What function is most likely to constantly forgive betrayal and give endless chances?


----------



## Enoch (Feb 5, 2017)

Ne/Fi

FMLT spend all of their life wishing they were ordinary.


----------



## danthemanklein (Mar 30, 2018)

Enoch said:


> Ne/Fi
> 
> FMLT spend all of their life wishing they were ordinary.


Fi

Function most likely to talk in a very linear fashion.


----------



## Moo Rice (Apr 9, 2018)

Te

What function is most likely to like pineapple pizza?


----------



## danthemanklein (Mar 30, 2018)

Moo Rice said:


> Te
> 
> What function is most likely to like pineapple pizza?


Fi?

What function is most likely to watch conspiracy videos despite whether or not they’re true?


----------



## Crowbo (Jul 9, 2017)

Ne

FMLT refer to sperm as unicorn blood


----------



## danthemanklein (Mar 30, 2018)

Ne/Si

What function is most likely to overthink or get impulsive when under stress?


----------



## Electra (Oct 24, 2014)

A chick out of chocklate durin' PMS!

TMLT be dead serious often


----------



## Bellerixx (Jun 3, 2020)

Ti or Te


FMLT ordering food instead of cooking


----------



## Crowbo (Jul 9, 2017)

Se cause of laziness

FMLT best represent Adventure Time


----------



## Bellerixx (Jun 3, 2020)

Fi/Se
(Edited : Ne)

Fmlt best represent Pokemon


----------



## Crowbo (Jul 9, 2017)

Interesting. I was thinking Ne. Adventure Time is one of the most Ne shows ever imo. 

For Pokemon, it's tough but I'd say perhaps Fi.
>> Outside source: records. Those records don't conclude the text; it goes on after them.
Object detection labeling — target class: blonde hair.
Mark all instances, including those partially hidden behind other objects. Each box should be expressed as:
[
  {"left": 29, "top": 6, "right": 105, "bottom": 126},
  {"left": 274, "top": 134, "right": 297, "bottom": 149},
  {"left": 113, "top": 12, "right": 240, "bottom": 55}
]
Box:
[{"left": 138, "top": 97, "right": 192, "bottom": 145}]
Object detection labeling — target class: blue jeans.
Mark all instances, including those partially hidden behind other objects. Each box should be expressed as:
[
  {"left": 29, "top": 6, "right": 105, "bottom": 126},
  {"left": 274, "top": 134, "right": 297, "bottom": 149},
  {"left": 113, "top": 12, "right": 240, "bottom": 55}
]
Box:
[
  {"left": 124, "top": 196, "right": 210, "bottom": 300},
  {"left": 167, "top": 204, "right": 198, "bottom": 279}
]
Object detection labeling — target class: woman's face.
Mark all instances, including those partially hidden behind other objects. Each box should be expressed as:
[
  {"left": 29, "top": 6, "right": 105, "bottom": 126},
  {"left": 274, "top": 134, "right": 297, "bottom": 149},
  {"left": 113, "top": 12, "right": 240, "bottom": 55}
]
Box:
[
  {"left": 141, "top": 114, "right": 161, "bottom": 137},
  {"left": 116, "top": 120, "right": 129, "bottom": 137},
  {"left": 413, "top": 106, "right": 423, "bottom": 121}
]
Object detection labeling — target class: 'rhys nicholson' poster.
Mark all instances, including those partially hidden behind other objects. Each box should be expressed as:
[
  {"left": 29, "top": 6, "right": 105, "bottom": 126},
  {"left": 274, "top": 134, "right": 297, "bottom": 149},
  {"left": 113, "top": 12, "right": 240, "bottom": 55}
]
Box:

Not sure at the moment.


----------



## KindaSnob! (Nov 15, 2020)

Just Ne

FMLT eat cookie stranger gave


----------



## Bellerixx (Jun 3, 2020)

Fi 


FMLT listen to music while sleeping


----------



## KindaSnob! (Nov 15, 2020)

Fi...?

FMLT hate desk with dirty mess


----------



## Bellerixx (Jun 3, 2020)

Te/Fe


FMLT skips art class


----------



## KindaSnob! (Nov 15, 2020)

Ti?

FMLT who hates passive-aggressive to death


----------



## Bellerixx (Jun 3, 2020)

Ti 

FMLT hates messy spaces


----------



## Electra (Oct 24, 2014)

Ni?

FMLT love cloths shopping


----------



## Bellerixx (Jun 3, 2020)

🤔hmm Se


FMLT being a moody


----------



## KindaSnob! (Nov 15, 2020)

Fi?

FMLT use emoji


----------



## Bellerixx (Jun 3, 2020)

hmm🤔 Fi (maybe)



FMLT use emoji 🎅


----------



## KindaSnob! (Nov 15, 2020)

Fe

FMLT have strict diet


----------



## Bellerixx (Jun 3, 2020)

Ti/Fi(?)


FMLT prefer stay home all day instead of going outside at holidays


----------



## Crowbo (Jul 9, 2017)

Fi

FMLT represent Death Metal


----------



## Bellerixx (Jun 3, 2020)

Ti(?)


FMLT represent pop


----------



## Crowbo (Jul 9, 2017)

Fe

FMLT represent Black Sabbath


----------